Division of Nutritional Psychiatry Research, IMPACT Strategic Research Centre, Deakin University, Geelong, Australia ; Department of Psychiatry, The University of Melbourne, Melbourne, Australia.
Centre for Research on Ageing, Health and Well-being, The Australian National University, Canberra, Australia.
PLoS One. 2014 Jan 29;9(1):e87657. doi: 10.1371/journal.pone.0087657. eCollection 2014.
Recent research suggests that diet quality influences depression risk; however, a lack of experimental evidence leaves open the possibility that residual confounding explains the observed relationships. The aim of this study was to document the cross-sectional and longitudinal associations between dietary patterns and symptoms of depression and to undertake a detailed examination of potential explanatory factors, particularly socioeconomic circumstances, in the diet-depression relationship.
Data were drawn from the Personality and Total Health (PATH) Through Life Study, a longitudinal community study following three age cohorts (20+; 40+; 60+yrs) from south-eastern Australia over three assessment periods (n=3663). Regression analyses evaluated the cross-sectional and longitudinal relationships between dietary patterns, depressive symptoms, age, detailed measures of socioeconomic circumstances, other health behaviours, and cardiovascular risk factors.
The lowest tertile of prudent (healthy) dietary pattern and the highest tertile of western (unhealthy) dietary pattern were associated with an increased likelihood of depressive symptoms. However, these contemporaneous associations were explained by adjustment for detailed measures of socioeconomic circumstances and physical activity. In prospective analyses, lower scores on the healthy dietary pattern and higher scores on the unhealthy dietary pattern independently predicted increased depressive symptoms across time, before and after adjustment for potential confounders and baseline depressive symptoms, but only for those in the oldest cohort. Dietary patterns did not explain the relationship between socioeconomic position and depressive symptoms.
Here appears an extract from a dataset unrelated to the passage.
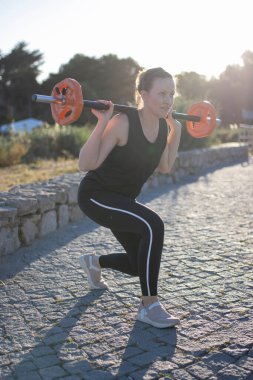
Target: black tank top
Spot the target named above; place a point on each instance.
(127, 168)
The results of this study confirm that the relationship between habitual dietary intake and depressive symptoms is somewhat explained by socioeconomic circumstances and other health behaviours, but suggest that long term exposure to unhealthy dietary habits independently predisposes to depression over the lifecourse.
最近的研究表明,饮食质量会影响抑郁风险;然而,由于缺乏实验证据,仍有可能是残余混杂因素解释了观察到的关系。本研究的目的是记录饮食模式与抑郁症状之间的横断面和纵向关联,并详细研究饮食与抑郁关系中的潜在解释因素,特别是社会经济状况。
数据来自个性与整体健康(PATH)贯穿生命研究,这是一项在澳大利亚东南部对三个年龄队列(20+;40+;60+岁)进行的纵向社区研究,共进行了三次评估(n=3663)。回归分析评估了饮食模式、抑郁症状、年龄、详细的社会经济状况衡量指标、其他健康行为和心血管风险因素之间的横断面和纵向关系。
低三分位的谨慎(健康)饮食模式和高三分位的西方(不健康)饮食模式与抑郁症状的可能性增加有关。然而,这些同期关联在调整详细的社会经济状况和体育活动衡量指标后得到了解释。在前瞻性分析中,健康饮食模式评分较低和不健康饮食模式评分较高独立预测了抑郁症状的增加,这种情况跨越时间发生,在调整潜在混杂因素和基线抑郁症状之前和之后都是如此,但仅对最年长的队列适用。饮食模式并不能解释社会经济地位与抑郁症状之间的关系。
本研究的结果证实,习惯性饮食摄入与抑郁症状之间的关系在一定程度上可以用社会经济状况和其他健康行为来解释,但表明长期暴露于不健康的饮食习惯会独立导致一生中的抑郁。